How to Build a Scalable Web Application?

Any application can be made scalable if designed properly. Agree? In our new article, we identify the most common scalability bottlenecks in the app architecture and tell how to avoid them at the engineering stage. Enjoy!

How to Build a Scalable Web Application?

Do you always apply a scalability-first approach when building a web application?

It always happens like this: when just a couple of users (read: a QA engineer and a customer) are using the software simultaneously, it works just fine. However, after the release, everything may suddenly become worse as the app gains popularity and attracts users worldwide.

As the number of requests multiplies, it becomes clear that the server is simply not ready to serve a growing audience. When the load reaches the point where every new batch of requests is similar to a DDOS attack, the server eventually burns out and the app crashes.

To avoid this, web application scalability should be in the DNA of your project.

Scalability is not primarily a matter of how capable your server is. Even the most powerful server has limited RAM and CPU capacity. It’s rather a matter of the app architecture. Every web solution can be made scalable if designed properly.

In the article, we’re going to identify the web scalability definition, principles of a scalable web architecture, and the bottlenecks faced when developing it. We’ll also tell you how to avoid those bottlenecks and build highly scalable web applications.

Why should you build a scalable web application?

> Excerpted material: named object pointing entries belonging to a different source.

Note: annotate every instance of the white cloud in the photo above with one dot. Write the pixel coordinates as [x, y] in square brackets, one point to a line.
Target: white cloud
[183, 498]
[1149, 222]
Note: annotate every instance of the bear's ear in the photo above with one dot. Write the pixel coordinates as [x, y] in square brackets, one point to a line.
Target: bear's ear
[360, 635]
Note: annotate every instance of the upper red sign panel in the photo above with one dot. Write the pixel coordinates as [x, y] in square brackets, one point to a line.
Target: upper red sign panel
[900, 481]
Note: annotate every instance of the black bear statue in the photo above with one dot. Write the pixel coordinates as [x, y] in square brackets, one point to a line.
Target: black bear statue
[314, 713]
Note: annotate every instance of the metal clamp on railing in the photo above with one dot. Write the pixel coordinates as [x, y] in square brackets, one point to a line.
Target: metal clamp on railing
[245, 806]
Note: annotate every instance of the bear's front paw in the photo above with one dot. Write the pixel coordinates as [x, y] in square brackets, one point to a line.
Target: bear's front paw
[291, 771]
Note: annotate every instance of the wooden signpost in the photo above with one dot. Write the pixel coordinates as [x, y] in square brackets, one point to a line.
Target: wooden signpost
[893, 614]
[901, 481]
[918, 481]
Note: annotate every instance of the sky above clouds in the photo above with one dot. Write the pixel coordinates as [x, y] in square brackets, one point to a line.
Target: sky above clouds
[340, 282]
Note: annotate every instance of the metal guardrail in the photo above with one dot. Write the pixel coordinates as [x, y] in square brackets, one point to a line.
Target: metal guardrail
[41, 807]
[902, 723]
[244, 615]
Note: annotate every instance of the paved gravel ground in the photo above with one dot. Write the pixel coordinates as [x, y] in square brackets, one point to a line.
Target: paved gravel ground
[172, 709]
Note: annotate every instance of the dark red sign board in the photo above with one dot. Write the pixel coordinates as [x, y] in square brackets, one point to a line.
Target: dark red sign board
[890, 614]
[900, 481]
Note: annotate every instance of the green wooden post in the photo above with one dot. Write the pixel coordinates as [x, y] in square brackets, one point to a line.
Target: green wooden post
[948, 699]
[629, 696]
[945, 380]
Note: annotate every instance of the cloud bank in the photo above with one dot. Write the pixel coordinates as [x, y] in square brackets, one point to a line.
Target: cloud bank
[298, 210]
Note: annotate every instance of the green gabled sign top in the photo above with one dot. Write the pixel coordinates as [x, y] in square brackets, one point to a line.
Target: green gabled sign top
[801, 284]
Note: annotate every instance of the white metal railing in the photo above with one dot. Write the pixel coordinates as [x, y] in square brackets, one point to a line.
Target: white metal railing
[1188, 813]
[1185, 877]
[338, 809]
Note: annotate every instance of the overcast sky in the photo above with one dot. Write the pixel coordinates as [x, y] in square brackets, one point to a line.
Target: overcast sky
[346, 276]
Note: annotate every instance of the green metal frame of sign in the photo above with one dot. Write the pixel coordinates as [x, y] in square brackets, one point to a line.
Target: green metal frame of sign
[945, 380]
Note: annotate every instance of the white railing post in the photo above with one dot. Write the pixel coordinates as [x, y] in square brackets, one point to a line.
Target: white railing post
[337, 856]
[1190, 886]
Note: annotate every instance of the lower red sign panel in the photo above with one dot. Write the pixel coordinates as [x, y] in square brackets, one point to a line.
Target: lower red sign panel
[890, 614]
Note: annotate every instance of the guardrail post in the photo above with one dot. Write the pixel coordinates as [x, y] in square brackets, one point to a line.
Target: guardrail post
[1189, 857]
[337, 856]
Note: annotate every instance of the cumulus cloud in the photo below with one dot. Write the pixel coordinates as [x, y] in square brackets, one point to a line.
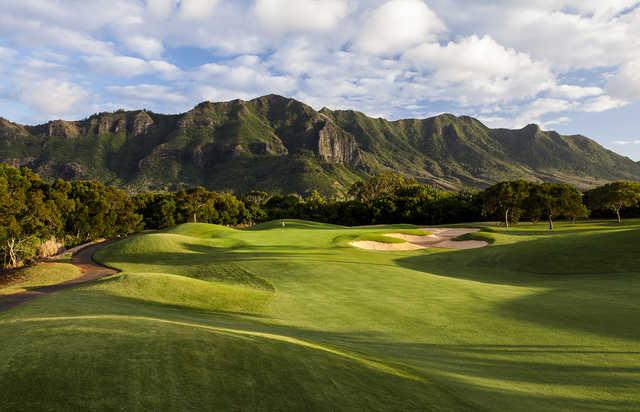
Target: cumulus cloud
[398, 25]
[147, 47]
[626, 142]
[127, 66]
[395, 58]
[304, 15]
[481, 70]
[602, 103]
[626, 83]
[139, 94]
[196, 9]
[52, 97]
[575, 92]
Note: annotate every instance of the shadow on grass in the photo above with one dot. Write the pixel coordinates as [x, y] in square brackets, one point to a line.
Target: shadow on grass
[587, 282]
[482, 376]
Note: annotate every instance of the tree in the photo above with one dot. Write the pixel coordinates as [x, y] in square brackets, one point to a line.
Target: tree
[614, 196]
[384, 184]
[506, 199]
[553, 200]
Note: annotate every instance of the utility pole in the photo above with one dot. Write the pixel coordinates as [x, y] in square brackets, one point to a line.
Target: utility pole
[195, 212]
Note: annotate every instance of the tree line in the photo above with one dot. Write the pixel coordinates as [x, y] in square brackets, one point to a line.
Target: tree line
[38, 218]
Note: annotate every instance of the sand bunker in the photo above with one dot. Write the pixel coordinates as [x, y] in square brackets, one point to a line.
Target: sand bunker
[439, 238]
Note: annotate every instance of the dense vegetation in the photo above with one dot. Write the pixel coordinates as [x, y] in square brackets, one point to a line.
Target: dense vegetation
[38, 218]
[281, 145]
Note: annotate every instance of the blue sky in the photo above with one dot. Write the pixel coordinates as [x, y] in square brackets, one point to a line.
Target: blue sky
[569, 65]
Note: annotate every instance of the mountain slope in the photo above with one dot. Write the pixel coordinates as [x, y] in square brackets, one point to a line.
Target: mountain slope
[276, 143]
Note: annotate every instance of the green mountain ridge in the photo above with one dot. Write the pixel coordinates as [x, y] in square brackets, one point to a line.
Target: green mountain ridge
[280, 144]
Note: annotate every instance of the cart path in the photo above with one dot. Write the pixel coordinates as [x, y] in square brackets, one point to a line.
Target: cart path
[83, 259]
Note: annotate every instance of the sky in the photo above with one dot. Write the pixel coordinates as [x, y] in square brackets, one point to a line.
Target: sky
[568, 65]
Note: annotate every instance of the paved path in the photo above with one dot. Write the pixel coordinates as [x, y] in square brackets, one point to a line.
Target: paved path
[82, 259]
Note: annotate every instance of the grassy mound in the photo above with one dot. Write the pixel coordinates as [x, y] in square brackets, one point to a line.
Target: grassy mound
[206, 317]
[44, 274]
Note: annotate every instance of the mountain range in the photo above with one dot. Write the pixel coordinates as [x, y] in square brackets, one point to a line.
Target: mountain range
[280, 144]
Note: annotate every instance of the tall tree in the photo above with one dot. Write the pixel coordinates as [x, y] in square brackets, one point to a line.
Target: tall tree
[506, 199]
[552, 200]
[614, 196]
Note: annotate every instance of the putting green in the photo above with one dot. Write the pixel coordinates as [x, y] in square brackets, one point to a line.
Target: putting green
[205, 317]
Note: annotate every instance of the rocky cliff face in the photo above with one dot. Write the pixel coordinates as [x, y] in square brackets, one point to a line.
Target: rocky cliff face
[277, 143]
[337, 146]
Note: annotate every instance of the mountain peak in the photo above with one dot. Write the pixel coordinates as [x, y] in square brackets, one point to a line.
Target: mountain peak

When developing a web application, you may wonder why there is so much buzz around web scalability. Why should you focus on it?

Imagine that your marketing campaign attracted lots of users and, at some point, the app has to simultaneously serve hundreds of thousands of them. That means millions of requests and operations processed at the same time and a high load on your server. If designed improperly, the system just won’t handle it.

And what happens next? Random errors, partial and slow content loading, endless waiting, Internet disconnection, service unavailability, ets.–nothing good will come of it. Most of your users will be lost, the product rating will become lower, and the market will be full of negative reviews. That’s why the issue of designing scalable web applications must be of the highest priority.

Introduction to the scalable app architecture

There are two main principles underlying the architecture of any scalable software platform: separation of concerns and horizontal scaling.

scalable web applications

Separation of concerns

The idea behind the separation of concerns is the following: there should be a separate server for each type of task. What does that mean?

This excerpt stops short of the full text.